Agencias
Con la llegada de las altas temperaturas, la presencia de mosquitos se convierte en una batalla diaria. Más allá de la incomodidad de las picaduras, el riesgo epidemiológico obliga a buscar soluciones efectivas. Ante el aumento de precios en los productos industriales, la bioconstrucción y la permacultura rescatan una fórmula ancestral que combina eficacia y bajo costo.
El especialista Maxi Sánchez propone una solución basada en la química natural de las plantas, utilizando elementos que habitualmente se encuentran en cualquier alacena: canela y clavo de olor.

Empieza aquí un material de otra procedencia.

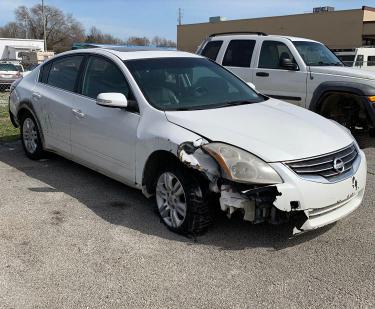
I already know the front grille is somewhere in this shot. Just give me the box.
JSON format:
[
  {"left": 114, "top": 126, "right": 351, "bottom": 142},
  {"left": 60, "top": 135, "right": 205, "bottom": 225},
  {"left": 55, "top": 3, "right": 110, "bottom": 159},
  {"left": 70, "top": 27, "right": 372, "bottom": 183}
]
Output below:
[{"left": 285, "top": 144, "right": 358, "bottom": 180}]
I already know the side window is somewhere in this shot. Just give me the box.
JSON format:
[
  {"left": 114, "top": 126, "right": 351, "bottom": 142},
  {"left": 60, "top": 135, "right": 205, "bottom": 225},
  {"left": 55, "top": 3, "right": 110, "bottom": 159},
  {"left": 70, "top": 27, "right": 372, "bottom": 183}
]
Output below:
[
  {"left": 82, "top": 56, "right": 130, "bottom": 99},
  {"left": 258, "top": 41, "right": 295, "bottom": 70},
  {"left": 367, "top": 56, "right": 375, "bottom": 67},
  {"left": 355, "top": 55, "right": 363, "bottom": 67},
  {"left": 46, "top": 56, "right": 83, "bottom": 91},
  {"left": 223, "top": 40, "right": 255, "bottom": 68},
  {"left": 39, "top": 62, "right": 52, "bottom": 84},
  {"left": 202, "top": 41, "right": 223, "bottom": 61}
]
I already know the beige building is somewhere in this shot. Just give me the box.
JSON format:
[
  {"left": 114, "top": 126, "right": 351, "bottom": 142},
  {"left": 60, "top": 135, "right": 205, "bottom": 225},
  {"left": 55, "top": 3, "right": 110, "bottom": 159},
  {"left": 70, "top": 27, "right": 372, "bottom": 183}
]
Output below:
[{"left": 177, "top": 6, "right": 375, "bottom": 52}]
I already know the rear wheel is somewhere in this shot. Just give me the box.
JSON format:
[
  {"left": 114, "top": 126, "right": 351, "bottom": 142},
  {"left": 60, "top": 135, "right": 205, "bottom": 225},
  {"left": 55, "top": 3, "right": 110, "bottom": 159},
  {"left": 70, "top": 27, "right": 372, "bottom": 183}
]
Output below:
[
  {"left": 20, "top": 113, "right": 44, "bottom": 160},
  {"left": 155, "top": 167, "right": 212, "bottom": 234}
]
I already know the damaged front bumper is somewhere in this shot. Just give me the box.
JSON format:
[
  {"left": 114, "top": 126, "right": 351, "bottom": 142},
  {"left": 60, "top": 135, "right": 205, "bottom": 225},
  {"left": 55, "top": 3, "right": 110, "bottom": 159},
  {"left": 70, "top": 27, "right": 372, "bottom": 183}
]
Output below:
[{"left": 179, "top": 141, "right": 367, "bottom": 234}]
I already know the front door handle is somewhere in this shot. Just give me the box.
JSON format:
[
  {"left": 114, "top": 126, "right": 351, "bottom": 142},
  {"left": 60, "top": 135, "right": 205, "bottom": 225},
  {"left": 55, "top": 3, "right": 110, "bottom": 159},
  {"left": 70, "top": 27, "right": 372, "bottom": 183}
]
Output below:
[{"left": 72, "top": 108, "right": 85, "bottom": 118}]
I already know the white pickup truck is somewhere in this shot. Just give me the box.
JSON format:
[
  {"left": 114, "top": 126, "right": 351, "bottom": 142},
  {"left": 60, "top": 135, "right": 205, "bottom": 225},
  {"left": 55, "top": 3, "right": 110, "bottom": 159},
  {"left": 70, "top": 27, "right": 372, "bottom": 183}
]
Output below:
[{"left": 197, "top": 32, "right": 375, "bottom": 135}]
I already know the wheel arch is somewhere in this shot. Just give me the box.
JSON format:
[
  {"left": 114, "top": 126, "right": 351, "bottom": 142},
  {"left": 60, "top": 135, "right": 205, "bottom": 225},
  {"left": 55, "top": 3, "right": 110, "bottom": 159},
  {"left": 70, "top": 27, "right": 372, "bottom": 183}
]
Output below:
[
  {"left": 309, "top": 82, "right": 375, "bottom": 125},
  {"left": 142, "top": 150, "right": 180, "bottom": 196},
  {"left": 16, "top": 101, "right": 45, "bottom": 147}
]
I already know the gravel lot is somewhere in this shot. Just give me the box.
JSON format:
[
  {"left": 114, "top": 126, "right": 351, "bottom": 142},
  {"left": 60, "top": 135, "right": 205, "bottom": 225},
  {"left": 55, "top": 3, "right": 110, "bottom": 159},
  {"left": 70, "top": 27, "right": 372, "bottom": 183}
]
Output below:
[{"left": 0, "top": 138, "right": 375, "bottom": 308}]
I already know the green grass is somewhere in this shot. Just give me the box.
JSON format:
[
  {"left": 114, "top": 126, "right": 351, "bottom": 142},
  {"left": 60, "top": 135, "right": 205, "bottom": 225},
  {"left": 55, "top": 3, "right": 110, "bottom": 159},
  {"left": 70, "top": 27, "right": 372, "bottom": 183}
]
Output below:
[{"left": 0, "top": 105, "right": 20, "bottom": 143}]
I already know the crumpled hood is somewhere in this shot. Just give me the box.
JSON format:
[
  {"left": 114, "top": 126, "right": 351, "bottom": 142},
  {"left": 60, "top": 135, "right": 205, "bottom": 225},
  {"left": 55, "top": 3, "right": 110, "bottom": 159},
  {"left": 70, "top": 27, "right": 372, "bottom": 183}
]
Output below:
[
  {"left": 165, "top": 99, "right": 353, "bottom": 162},
  {"left": 310, "top": 66, "right": 375, "bottom": 80}
]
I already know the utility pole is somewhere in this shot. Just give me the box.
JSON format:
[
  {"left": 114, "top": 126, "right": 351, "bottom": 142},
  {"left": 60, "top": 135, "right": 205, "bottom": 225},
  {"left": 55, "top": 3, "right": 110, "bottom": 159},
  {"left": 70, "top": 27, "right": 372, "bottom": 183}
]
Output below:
[
  {"left": 25, "top": 16, "right": 29, "bottom": 39},
  {"left": 177, "top": 8, "right": 183, "bottom": 26},
  {"left": 42, "top": 0, "right": 47, "bottom": 51}
]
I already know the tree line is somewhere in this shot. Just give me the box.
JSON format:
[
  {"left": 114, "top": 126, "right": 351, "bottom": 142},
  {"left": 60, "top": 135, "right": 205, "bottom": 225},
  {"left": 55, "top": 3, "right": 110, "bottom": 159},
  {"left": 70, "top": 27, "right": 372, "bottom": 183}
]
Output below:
[{"left": 0, "top": 4, "right": 176, "bottom": 53}]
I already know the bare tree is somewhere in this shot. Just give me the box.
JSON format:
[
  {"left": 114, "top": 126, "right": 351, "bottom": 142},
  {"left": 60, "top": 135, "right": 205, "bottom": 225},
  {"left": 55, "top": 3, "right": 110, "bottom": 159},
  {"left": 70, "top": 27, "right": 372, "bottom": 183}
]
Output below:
[
  {"left": 0, "top": 4, "right": 85, "bottom": 52},
  {"left": 0, "top": 22, "right": 26, "bottom": 38},
  {"left": 86, "top": 27, "right": 124, "bottom": 44},
  {"left": 126, "top": 36, "right": 151, "bottom": 46}
]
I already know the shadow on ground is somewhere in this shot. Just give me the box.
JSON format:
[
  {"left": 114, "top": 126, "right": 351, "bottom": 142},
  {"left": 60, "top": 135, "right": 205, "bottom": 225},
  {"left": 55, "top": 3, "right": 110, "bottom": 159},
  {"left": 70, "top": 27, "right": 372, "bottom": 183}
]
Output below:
[{"left": 0, "top": 142, "right": 332, "bottom": 250}]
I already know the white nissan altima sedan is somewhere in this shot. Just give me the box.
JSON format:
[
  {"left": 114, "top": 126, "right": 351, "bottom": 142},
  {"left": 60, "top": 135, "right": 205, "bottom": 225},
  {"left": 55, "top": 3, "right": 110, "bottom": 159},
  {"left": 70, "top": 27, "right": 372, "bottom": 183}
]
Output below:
[{"left": 9, "top": 49, "right": 366, "bottom": 233}]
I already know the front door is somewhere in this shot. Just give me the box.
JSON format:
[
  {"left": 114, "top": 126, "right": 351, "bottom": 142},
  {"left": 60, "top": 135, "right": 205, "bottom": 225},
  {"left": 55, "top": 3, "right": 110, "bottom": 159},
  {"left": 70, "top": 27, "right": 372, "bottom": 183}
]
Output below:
[
  {"left": 71, "top": 56, "right": 140, "bottom": 184},
  {"left": 253, "top": 40, "right": 307, "bottom": 107},
  {"left": 222, "top": 40, "right": 255, "bottom": 82},
  {"left": 36, "top": 55, "right": 83, "bottom": 154}
]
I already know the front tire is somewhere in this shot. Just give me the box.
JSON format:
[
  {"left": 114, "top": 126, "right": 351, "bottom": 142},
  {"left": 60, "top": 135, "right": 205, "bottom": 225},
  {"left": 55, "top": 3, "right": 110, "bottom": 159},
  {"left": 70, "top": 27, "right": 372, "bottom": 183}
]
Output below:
[
  {"left": 20, "top": 113, "right": 44, "bottom": 160},
  {"left": 155, "top": 167, "right": 212, "bottom": 235}
]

No se trata solo de un aroma agradable para el humano; para el insecto, es una barrera sensorial infranqueable. La efectividad de esta mezcla reside en dos componentes clave:
- CINAMALDEHÍDO (CANELA): Este compuesto orgánico genera una intensidad aromática que desorienta el sistema de navegación del mosquito.
- EUGENOL (CLAVO DE OLOR): Actúa como un insecticida natural que interfiere directamente con los receptores olfativos del insecto, impidiéndole detectar el dióxido de carbono y el calor corporal humano.
Para obtener este concentrado natural no se requiere infraestructura compleja, solo 25 minutos y tres elementos básicos:
INGREDIENTES - 500 ml de agua (2 vasos).
- 1 cucharada de canela en polvo (o 2 ramas).
- 1 cucharada sopera de clavos de olor.
PROCEDIMIENTO
- EBULLICIÓN
Llevar el agua al fuego hasta que alcance el punto de hervor. - INFUSIÓN
Incorporar la canela y los clavos de olor en el agua hirviendo. - EXTRACCIÓN
Mantener el hervor durante 10 minutos para garantizar la liberación de los aceites esenciales. - REPOSADO
Apagar el fuego y dejar enfriar la mezcla por otros 10 minutos. - FILTRADO
Colar el líquido para eliminar residuos sólidos y verterlo en un envase con atomizador (pulverizador).
RECOMENDACIONES
DE USO
La versatilidad de este preparado permite utilizarlo en diferentes frentes para maximizar la protección:
- PROTECCIÓN PERSONAL:
Puede aplicarse sobre la piel. Se recomienda realizar una prueba de sensibilidad en una zona pequeña (como la muñeca) para descartar reacciones alérgicas. - BARRERAS AMBIENTALES:
Rociar marcos de puertas, ventanas y cortinas funciona como un «muro aromático» que impide el ingreso de los insectos al hogar. - FRECUENCIA:
Al ser un producto natural y volátil, su efectividad es mayor si se reaplica cada pocas horas, especialmente en entornos abiertos o durante días de calor extremo donde la evaporación es más rápida.
Esta alternativa natural y sumamente efectiva no solo representa un ahorro significativo en tu economía, sino que reduce la exposición a químicos sintéticos, demostrando que la prevención puede ser sostenible y accesible para todos.